Yani, işi NATO’ya falan havale edecekler: Gidin Suriye’ye bombalayın!
İçine düştükleri çukurun dibi yok!
***
Barışçı siyasetçiden savaşçı siyasetçiliğe soyunan Davutoğlu, Suriye üzerinde savaş
ağlarını dokuyan kişi olarak ön planda! “Stratejik
Derinlik” analizine, reel politikacı olunca, “savaş derinliği” kattı!
İktidar, “Ulusal Konsey” adı altında birleştirdiği Suriye
Muhaliflerini, Esad rejimine karşı silahlı savaşa teşvik ediyor.

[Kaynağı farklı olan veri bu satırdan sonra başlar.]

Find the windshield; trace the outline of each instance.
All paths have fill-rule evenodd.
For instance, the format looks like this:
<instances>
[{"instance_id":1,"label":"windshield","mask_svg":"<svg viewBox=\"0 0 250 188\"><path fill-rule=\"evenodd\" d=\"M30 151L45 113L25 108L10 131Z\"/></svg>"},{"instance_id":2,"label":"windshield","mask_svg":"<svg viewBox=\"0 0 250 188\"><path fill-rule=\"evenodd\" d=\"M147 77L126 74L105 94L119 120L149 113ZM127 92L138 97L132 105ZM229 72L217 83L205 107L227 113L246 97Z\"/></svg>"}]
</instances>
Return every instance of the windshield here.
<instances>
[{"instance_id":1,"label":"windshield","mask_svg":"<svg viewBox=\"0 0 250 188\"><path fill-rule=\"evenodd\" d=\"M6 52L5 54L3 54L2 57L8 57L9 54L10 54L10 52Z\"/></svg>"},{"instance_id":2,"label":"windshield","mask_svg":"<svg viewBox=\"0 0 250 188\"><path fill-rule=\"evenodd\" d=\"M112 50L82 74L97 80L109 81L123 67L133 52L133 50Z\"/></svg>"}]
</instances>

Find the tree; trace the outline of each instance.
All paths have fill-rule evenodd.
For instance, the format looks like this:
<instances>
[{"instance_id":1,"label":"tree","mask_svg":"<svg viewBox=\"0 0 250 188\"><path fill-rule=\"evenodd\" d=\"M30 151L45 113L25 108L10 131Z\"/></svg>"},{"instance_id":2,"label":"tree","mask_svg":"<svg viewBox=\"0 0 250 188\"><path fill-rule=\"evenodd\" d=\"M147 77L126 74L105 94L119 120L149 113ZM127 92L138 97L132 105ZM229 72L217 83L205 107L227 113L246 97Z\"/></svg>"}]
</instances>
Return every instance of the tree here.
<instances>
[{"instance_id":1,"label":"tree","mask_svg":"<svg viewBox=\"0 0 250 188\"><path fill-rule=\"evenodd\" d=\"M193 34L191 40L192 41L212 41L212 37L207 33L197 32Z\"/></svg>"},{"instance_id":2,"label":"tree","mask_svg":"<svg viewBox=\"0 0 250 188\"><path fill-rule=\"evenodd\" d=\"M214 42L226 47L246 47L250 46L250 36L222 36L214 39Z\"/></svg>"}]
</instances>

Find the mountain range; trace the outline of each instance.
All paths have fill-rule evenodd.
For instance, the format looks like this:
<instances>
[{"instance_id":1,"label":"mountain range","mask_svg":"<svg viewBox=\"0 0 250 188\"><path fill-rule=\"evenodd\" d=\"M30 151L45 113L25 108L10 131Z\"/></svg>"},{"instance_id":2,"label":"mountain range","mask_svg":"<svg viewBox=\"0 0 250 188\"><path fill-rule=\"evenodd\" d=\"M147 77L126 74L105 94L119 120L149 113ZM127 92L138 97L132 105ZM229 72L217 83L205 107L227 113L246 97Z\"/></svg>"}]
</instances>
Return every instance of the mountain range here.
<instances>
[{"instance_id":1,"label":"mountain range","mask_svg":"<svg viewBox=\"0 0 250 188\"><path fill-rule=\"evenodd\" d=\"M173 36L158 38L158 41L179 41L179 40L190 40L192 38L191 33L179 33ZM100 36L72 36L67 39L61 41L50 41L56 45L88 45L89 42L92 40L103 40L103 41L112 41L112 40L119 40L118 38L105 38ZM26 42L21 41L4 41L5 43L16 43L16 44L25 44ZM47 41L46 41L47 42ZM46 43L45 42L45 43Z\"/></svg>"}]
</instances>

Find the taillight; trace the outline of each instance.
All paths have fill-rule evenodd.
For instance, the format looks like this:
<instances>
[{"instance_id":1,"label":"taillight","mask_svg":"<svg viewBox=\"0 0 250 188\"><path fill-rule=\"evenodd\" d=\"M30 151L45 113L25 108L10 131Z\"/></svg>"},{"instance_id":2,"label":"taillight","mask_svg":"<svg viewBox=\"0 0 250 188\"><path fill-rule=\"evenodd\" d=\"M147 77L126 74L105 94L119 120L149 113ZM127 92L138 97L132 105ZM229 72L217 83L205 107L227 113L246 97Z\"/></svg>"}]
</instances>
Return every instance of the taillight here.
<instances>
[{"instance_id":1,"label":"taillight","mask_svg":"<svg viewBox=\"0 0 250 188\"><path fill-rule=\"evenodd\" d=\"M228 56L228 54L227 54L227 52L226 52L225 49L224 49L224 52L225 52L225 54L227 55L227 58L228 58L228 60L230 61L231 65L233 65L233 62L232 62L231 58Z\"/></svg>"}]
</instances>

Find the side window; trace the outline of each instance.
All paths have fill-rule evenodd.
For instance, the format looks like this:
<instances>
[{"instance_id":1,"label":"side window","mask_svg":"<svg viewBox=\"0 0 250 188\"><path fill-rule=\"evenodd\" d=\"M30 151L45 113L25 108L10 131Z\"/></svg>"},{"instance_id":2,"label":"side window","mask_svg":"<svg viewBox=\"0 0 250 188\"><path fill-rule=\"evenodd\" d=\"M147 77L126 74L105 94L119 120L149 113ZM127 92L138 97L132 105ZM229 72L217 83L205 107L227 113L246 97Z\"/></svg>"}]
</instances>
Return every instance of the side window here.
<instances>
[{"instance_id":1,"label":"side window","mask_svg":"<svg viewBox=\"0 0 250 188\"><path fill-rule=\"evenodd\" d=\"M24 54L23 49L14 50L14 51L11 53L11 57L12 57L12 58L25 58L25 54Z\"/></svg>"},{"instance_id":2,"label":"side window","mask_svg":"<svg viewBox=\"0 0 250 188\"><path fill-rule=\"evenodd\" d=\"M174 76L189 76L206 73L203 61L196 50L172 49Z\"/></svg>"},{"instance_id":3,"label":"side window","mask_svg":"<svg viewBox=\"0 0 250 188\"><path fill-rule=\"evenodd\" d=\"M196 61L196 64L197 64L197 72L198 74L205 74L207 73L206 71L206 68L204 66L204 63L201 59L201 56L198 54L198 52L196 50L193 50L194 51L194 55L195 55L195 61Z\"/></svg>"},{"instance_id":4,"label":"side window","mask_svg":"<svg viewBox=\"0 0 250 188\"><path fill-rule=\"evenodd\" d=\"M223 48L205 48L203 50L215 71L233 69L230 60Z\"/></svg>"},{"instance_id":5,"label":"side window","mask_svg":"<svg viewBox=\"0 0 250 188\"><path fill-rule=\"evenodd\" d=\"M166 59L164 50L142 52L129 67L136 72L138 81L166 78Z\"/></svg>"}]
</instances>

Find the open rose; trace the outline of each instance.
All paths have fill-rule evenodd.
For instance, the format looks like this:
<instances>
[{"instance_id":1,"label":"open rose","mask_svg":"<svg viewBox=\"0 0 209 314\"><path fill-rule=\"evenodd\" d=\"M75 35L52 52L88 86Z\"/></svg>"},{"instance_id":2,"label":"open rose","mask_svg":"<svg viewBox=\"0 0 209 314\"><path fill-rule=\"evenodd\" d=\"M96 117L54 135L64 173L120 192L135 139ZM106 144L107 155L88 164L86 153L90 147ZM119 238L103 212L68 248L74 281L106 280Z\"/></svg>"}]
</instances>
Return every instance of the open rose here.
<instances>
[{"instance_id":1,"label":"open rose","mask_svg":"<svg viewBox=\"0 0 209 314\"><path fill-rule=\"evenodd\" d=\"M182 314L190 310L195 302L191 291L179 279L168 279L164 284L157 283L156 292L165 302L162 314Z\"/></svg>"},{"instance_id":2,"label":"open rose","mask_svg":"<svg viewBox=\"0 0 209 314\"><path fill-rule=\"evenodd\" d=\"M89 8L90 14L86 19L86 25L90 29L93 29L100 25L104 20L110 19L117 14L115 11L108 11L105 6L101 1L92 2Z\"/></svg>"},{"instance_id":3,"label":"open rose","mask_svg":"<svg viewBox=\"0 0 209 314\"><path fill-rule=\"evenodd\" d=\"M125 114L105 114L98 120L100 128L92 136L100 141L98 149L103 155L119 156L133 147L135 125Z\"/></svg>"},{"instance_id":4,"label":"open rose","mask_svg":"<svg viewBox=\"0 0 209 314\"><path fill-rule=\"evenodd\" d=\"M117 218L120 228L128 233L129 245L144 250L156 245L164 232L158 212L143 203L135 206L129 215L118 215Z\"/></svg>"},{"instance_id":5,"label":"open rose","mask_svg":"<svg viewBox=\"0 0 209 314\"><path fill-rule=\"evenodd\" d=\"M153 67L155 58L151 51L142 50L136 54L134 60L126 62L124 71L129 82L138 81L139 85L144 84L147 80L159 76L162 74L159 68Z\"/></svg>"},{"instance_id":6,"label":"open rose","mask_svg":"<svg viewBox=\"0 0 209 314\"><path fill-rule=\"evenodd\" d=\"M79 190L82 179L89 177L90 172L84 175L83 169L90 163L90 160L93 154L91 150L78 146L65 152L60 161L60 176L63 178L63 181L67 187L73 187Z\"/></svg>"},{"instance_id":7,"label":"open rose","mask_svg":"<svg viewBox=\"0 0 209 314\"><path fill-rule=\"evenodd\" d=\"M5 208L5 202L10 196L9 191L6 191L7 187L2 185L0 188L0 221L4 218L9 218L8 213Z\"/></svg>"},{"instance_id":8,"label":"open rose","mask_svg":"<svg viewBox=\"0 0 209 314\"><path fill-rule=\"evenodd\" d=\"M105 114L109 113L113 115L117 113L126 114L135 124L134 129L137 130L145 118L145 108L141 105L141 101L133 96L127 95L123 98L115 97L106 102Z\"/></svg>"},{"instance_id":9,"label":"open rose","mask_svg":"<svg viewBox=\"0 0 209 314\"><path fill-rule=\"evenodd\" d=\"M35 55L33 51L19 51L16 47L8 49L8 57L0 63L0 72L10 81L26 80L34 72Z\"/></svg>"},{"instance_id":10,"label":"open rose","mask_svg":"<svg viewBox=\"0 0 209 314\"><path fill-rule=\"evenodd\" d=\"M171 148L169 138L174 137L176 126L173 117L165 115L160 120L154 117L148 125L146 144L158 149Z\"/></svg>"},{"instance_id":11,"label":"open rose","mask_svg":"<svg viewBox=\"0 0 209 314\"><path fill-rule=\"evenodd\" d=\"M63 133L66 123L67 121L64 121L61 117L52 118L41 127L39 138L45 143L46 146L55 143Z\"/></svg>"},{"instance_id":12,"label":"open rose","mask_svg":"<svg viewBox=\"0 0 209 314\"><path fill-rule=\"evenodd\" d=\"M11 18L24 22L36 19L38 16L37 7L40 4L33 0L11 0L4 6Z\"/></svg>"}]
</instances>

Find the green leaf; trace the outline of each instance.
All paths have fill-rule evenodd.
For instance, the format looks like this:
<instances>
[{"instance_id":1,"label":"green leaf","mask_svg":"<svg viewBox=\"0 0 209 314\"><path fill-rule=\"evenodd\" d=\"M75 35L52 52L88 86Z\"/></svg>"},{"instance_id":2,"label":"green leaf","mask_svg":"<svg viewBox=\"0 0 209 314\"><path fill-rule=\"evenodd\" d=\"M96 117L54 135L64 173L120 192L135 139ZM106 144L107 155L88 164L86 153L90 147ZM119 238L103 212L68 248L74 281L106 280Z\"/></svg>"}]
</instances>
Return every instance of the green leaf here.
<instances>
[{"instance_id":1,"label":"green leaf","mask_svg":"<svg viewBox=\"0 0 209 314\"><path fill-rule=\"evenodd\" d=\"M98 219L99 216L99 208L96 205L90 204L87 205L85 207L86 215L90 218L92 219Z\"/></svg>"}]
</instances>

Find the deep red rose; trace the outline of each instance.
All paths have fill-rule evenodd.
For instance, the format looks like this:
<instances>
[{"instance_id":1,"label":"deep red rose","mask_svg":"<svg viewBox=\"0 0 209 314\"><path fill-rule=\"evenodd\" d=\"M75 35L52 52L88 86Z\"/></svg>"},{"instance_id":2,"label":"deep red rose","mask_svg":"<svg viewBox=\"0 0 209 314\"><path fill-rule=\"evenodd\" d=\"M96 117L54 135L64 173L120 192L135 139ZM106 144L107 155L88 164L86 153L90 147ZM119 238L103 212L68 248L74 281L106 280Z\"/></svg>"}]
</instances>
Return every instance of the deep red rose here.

Bunun, bir zamanlar Suriye’nin, bağrında PKK liderini ve
arkadaşlarını barındırmasından ve Türkiye’ye karşı kullanmasından bir farkı
yok!
Muhalif ünvanlı kaçaklardan Ammar Quarabi: “Türkiye
olmadan Suriye’de iktidar yıkılmaz.” (Sabah, 1 Kasım) Başka biri, Albay Riyad El-Asaad, “70 kişilik karargahı ile türk askerinin
koruduğu kampta konuşlanmış”, Aslı
Aydıntaşbaş’a konuşuyor (7 Kasım)
***
Suriye’ye karşı “en savaşçı” rolü üstlenen Davutoğlu ve
Erdoğan’a alkış var: Obama’nın
Ulusal Güvenlik adamı Ben Rhodes,
bizimkilere diyor ki “sert tavrınızdan memnunuz”. “Bu tavır, Suriye yönetimini
yalnızlaştıracak!” (Hürriyet, 15 Kasım).
Muhafazakar senatör John
McCain: “Kaddafi tamam, Sıra Esad’ta”,
“Suriye muhaliflerinden gelen yabancı
askeri müdahale isteği giderek artıyor” (25 Ekim, Habertürk)
Wall Street Journal:
“Türkiye’nin Beşar Esad’a karşı tavır
değişikliği, ABD’ye, Şam’da rejim değişikliği için, Birleşmiş Milletler dışında
bir koalisyon örgütleme fırsatı sunuyor. İran’ın Şamdaki müttefikini devirmek
konusunda, Türklere yardımcı olma fırsatını kullanmalı..” (31 Ekim)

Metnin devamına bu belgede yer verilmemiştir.